Cenaze 28 Mayıs pazar günü gerçekleşmişti. "Bütün kasaba oradaydı sanki," diye anlatıyordu Sophie dönüşte. "Lord'u tanıyan çok insan olduğunu bilirdim de, o kadar olacağını bilemezdim." Elizabeth, için için ağlayan Norma'yı daha da sıkı tutmuştu Sophie ve çocuklar ile karşılıklı oturdukları faytonun içinde. Timothy Shailwan'ı hiç tanımamış olsa bile, içi burkulmuştu. Sevilen, iyi bir adam olmalıydı Lord Timothy. Eve döndükleri gün, Lord odasına çekilmiş, yemeğini bile - Marjie'nin söylediğine göre bunu asla yapmazdı - odasında yemişti. Elizabeth, ertesi gün Emma'nın elinde görmüştü Timothy'nin fotoğrafını. Emma, Bayan Mary ile birlikte piyano dersine gidip de çocuk ortak odasını boş bıraktığı zaman, Elizabeth ilk defa Timothy'yi görmüştü. Bir fotoğrafın puslu, silikleşmiş gerçekliğinin penceresinden de olsa.Kapı kapalıydı, Elizabeth o odaya ortalığı toplamak için girmişti, yani kimsenin onu burada olduğu için suçlayamayacağını düşünüyordu. Fotoğrafı eline aldı ve Timothy'nin yaşına göre oldukça olgun ve yakışıklı yüzünü inceledi. Tıpkı babası gibi kahverengi saçları olmalıydı, tabii. Kameraya, bir makineye ne kadar kendine güvenen bir şekilde bakılabilirse o kadar bakıyordu. Hınzır bir gülümseme vardı yüzünde. Bir zafer kazanmış gibi, kameranın arkasında duran bir kişiyi güldürmek istermiş gibi. Aklında kötü planlar varmış gibi bakıyordu.

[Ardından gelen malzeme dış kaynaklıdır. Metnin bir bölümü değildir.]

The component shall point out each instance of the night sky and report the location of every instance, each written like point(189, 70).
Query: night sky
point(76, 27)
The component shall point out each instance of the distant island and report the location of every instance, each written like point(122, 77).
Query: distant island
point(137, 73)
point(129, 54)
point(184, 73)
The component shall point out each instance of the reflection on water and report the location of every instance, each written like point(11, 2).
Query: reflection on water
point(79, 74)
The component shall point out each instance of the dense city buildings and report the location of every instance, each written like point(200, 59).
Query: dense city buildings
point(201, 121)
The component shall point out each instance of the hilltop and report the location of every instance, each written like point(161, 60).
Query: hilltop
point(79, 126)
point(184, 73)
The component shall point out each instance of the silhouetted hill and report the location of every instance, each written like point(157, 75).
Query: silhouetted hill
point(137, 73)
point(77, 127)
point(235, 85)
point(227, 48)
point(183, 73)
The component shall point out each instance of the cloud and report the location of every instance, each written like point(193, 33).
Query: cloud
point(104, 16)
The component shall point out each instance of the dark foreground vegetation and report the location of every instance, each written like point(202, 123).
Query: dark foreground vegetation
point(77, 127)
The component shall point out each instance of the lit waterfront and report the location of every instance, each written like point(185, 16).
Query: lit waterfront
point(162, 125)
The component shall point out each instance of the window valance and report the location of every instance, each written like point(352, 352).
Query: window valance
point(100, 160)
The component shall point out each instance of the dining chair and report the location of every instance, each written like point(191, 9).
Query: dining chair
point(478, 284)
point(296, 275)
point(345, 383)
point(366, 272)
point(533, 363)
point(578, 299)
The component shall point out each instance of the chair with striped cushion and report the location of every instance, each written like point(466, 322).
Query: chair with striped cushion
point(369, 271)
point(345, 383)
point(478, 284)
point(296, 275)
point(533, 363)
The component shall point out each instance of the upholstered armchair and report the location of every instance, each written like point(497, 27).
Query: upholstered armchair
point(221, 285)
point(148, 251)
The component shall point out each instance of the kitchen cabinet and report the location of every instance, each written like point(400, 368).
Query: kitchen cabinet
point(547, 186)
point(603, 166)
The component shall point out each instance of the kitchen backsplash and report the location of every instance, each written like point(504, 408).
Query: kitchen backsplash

Dudakları kıvrıktı, dolayısıyla Elizabeth, Timothy'nin dudaklarının ne kadar ince olduğunu kestiremiyordu. Gözleriyse.... Gözleri çok güzeldi. Keskin bakışlı, insanı delip geçen gözlerdi bunlar. Bir iyilik meleğine mi, yoksa bir cehennem perisine mi ait olduğu anlaşılmıyordu bu gözlerin. Elizabeth daha sonra bir şey fark etti Timothy'nin yüzünde. Bir çizgi. Başta fotoğrafın üzerinde olduğunu zannetti bu çizginin, daha sonra, daha da dikkatli bakıp da fotoğrafı iyice kendine yaklaştırınca Timothy'nin bir yara izi olduğunu anladı. Tam sağ kaşının üzerinde, ince bir çizgi halinde, küçük sayılabilecek bir yara izi. Nedendi? Sonuçta Timothy, bir Lord'du. Sokak çocukları gibi yetişmemişti, serserilik yapmak istese bile buna izin verilmeyeceği kesindi. Küçükken mi olmuştu? Belki şimdi bordo halılar serili merdivenler on altı yıl önce çıplaktı ve küçük Timothy bu merdivenlerden düşüp kafasını vurmuştu. Belki de attan düşmüştü. Ata binmeyi bir tutsaklık olarak görüyor olsa gerekti.
Elizabeth dalmış, elinde Timothy'nin fotoğrafıyla öylece düşünürken, Eugene onu yakalamıştı. Ve onu ve bulunduğu durumu tamamen yanlış anlayarak, biraz sinirle, "Bir nişanlın olduğunu zannediyordum." demişti. Elizabeth endişeyle, "Sadece fotoğrafa bakıyordum." demişti. "Ve hala canımdan daha çok sevdiğim bir nişanlım var."
Neyse ki onu o halde yakalayan Emma değil, erkek kardeşi Eugene'di. Eğer ki Emma olsaydı, kızın kendisini anlayışla karşılayacağını hiç de ummuyordu Elizabeth. Eugene başta sinirlense ve biraz kırılsa da, hemen yumuşayıp Elizabeth'in yanına oturup yanından geldiği atları anlatmaya başladı.
ŞİMDİ OKUDUĞUN
Mudita
RomanceXIX. yüzyılın sonlarında, İngiltere'nin birbiriyle sınır üç kasabasından birinde, büyük bir olay yaşanır: bir cinayet. Kasabanın önde gelen ailelerinden birinin en küçük oğlu öldürülmüştür. Halk arasında geçen fısıltılar, bu ölümün intihar olduğuna...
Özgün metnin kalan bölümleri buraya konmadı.